Le constructeur Renault a baptisé son prochain VUS urbain Kadjar, le même nom que la dernière dynastie royale d'Iran, qui a régné de 1786 à 1925.

Renault ne fait aucun lien entre ce choix de nom et l'ancienne dynastie iranienne, mais cela survient au moment où Renault se positionne pour reprendre ses activités en Iran, avec l'espérance d'une levée permanente de l'embargo économique contre ce pays.

«À mon avis, le choix de ce nom par la firme française répond à une stratégie bien définie pour pénétrer le marché iranien au moment de la  levée de l'embargo économique sur ce pays», a dit à La Presse le doctorant en histoire Raphaël Weyland, de l'Université de Montréal, qui donne actuellement une série de conférences grand public sur l'Iran aux Belles Soirées.

Renault et Peugeot étaient les deux principaux constructeurs automobiles en Iran avant l'imposition en 2013 de sévères sanctions internationales contre ce pays dirigé par un gouvernement islamiste et soupçonné de vouloir se doter d'un arsenal nucléaire. Les deux constructeurs français avaient alors abandonné ce lucratif marché.

L'an dernier, un accord intérimaire avec l'Iran a entraîné un relâchement des sanctions économiques, permettant au pays de recommencer à importer des biens et services pour son important secteur automobile. Renault a recommencé à expédier des voitures en pièces détachées qui sont assemblées par un partenaire iranien. Dans l'attente d'un traité définitif, tous les constructeurs automobiles, pas seulement Renault, sont intéressés par ce marché qui pourrait représenter des ventes estimées à 2 millions de véhicules par année.

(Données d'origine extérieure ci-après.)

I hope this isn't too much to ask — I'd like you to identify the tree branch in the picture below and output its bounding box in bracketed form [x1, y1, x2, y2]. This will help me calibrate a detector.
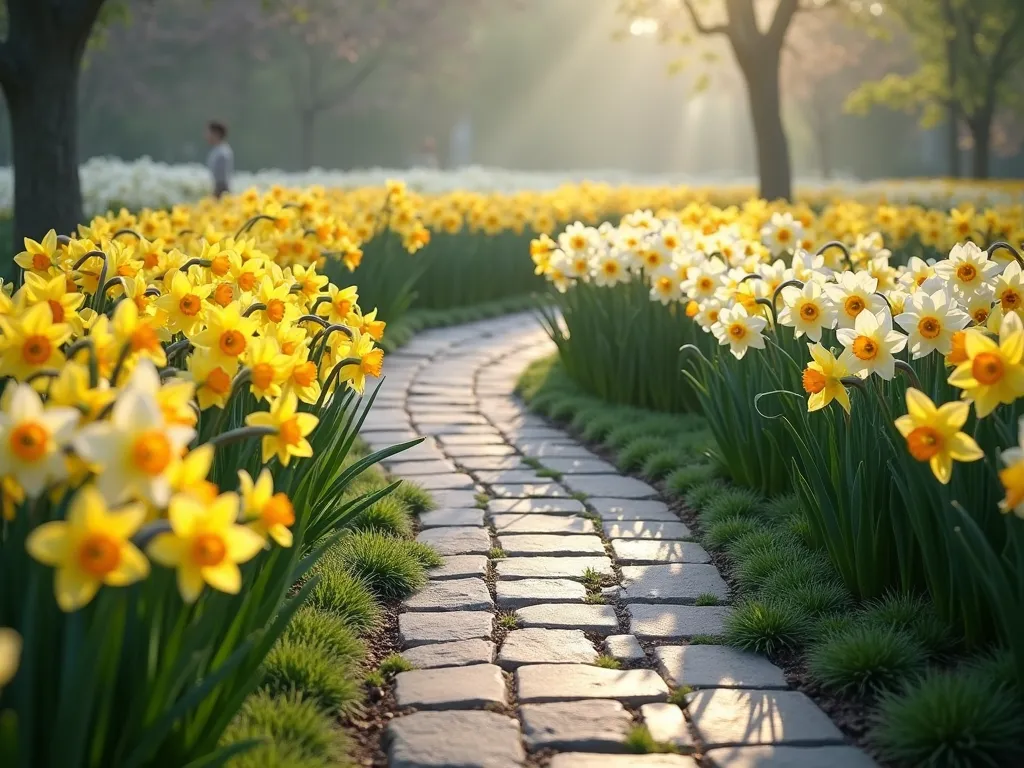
[767, 0, 800, 47]
[683, 0, 729, 35]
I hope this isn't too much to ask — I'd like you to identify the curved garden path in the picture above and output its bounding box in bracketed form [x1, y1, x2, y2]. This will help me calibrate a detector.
[364, 314, 872, 768]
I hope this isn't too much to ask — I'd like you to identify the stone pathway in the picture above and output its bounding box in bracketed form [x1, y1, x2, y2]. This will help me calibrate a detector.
[364, 314, 873, 768]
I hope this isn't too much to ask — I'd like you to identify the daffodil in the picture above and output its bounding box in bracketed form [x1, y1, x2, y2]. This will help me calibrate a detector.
[156, 270, 213, 338]
[0, 627, 22, 688]
[896, 388, 985, 484]
[146, 494, 263, 603]
[999, 418, 1024, 519]
[778, 281, 836, 341]
[949, 312, 1024, 419]
[935, 241, 999, 296]
[0, 304, 72, 381]
[245, 337, 292, 402]
[711, 305, 768, 360]
[338, 331, 384, 394]
[895, 291, 971, 359]
[246, 391, 319, 467]
[836, 311, 906, 381]
[74, 388, 196, 507]
[26, 485, 150, 611]
[239, 468, 295, 547]
[825, 272, 886, 329]
[193, 301, 257, 374]
[802, 342, 850, 413]
[0, 384, 79, 496]
[14, 229, 59, 276]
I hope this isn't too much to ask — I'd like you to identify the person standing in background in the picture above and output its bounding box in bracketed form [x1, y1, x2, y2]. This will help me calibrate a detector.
[206, 120, 234, 198]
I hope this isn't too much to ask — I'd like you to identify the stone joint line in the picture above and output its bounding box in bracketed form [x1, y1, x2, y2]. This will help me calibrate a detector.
[364, 314, 873, 768]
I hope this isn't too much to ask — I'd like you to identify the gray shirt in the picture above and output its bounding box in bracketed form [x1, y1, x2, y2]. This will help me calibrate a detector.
[206, 141, 234, 197]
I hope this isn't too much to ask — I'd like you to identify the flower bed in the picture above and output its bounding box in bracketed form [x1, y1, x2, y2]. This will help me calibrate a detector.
[0, 198, 431, 766]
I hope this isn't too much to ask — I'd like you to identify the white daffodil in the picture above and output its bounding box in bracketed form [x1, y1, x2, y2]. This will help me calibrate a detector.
[935, 241, 1001, 296]
[711, 304, 768, 360]
[778, 282, 836, 341]
[0, 383, 80, 497]
[895, 291, 971, 358]
[825, 272, 886, 329]
[836, 311, 906, 381]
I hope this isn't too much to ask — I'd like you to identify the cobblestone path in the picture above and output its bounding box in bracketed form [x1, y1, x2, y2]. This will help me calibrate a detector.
[364, 314, 873, 768]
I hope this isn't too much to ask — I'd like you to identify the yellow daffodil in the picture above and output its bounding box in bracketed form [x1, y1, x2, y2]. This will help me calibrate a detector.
[14, 229, 58, 276]
[146, 494, 263, 603]
[74, 388, 196, 507]
[896, 388, 985, 484]
[193, 301, 256, 374]
[949, 312, 1024, 419]
[836, 310, 906, 381]
[0, 384, 79, 496]
[26, 485, 150, 611]
[999, 418, 1024, 519]
[0, 627, 22, 688]
[803, 342, 850, 413]
[0, 304, 72, 381]
[239, 468, 295, 547]
[156, 270, 213, 338]
[245, 336, 292, 402]
[246, 391, 319, 467]
[711, 305, 768, 359]
[338, 331, 384, 394]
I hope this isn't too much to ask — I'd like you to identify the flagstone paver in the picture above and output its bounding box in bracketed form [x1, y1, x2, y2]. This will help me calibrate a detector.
[495, 579, 587, 608]
[394, 664, 508, 710]
[401, 640, 495, 670]
[376, 315, 872, 768]
[604, 635, 643, 674]
[498, 629, 597, 670]
[402, 579, 495, 610]
[519, 699, 633, 752]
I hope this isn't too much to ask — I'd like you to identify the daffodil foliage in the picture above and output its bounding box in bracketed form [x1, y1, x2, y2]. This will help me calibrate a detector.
[0, 189, 419, 768]
[531, 201, 1024, 692]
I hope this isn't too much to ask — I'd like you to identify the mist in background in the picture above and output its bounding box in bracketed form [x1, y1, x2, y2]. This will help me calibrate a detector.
[0, 0, 1024, 178]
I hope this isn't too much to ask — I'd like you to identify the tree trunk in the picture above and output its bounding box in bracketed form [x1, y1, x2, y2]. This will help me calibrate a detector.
[299, 109, 316, 171]
[743, 61, 793, 200]
[946, 103, 961, 178]
[969, 112, 992, 179]
[3, 53, 82, 252]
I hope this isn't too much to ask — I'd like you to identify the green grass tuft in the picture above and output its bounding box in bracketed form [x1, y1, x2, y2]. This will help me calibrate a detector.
[623, 725, 678, 755]
[495, 610, 519, 630]
[221, 691, 337, 768]
[808, 625, 926, 694]
[869, 670, 1024, 768]
[697, 488, 761, 525]
[391, 480, 437, 515]
[336, 532, 427, 601]
[760, 579, 852, 618]
[725, 600, 808, 655]
[349, 496, 413, 539]
[309, 553, 380, 634]
[283, 605, 367, 665]
[701, 516, 761, 551]
[377, 653, 416, 679]
[666, 688, 696, 709]
[685, 479, 725, 511]
[665, 464, 718, 498]
[262, 639, 360, 712]
[690, 634, 725, 645]
[640, 447, 686, 480]
[616, 435, 670, 472]
[733, 548, 804, 592]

Renault a baptisé son prochain VUS urbain Kadjar. C'est le même nom qu'une célèbre dynastie royale d'Iran, mais c'est juste un hasard, selon Renault, qui souhaite augmenter ses activités en Iran. Photo : Renault

«Un quad agile et prêt à jaillir» ?

Quand Renault a annoncé le nom de Kadjar, il y a trois semaines, il a seulement indiqué que « KADJAR est un nom masculin construit autour de KAD et JAR. KAD s'inspire directement de quad, véhicule à quatre roues tout-chemin, alors que JAR rappelle à la fois les mots agile et jaillir ».

Avec une explication pareille, pas surprenant qu'on cherche ailleurs. Le choix de Kadjar n'est-il pas un mélange de diplomatie et de marketing destiné à charmer autant les autorités que le public d'Iran ?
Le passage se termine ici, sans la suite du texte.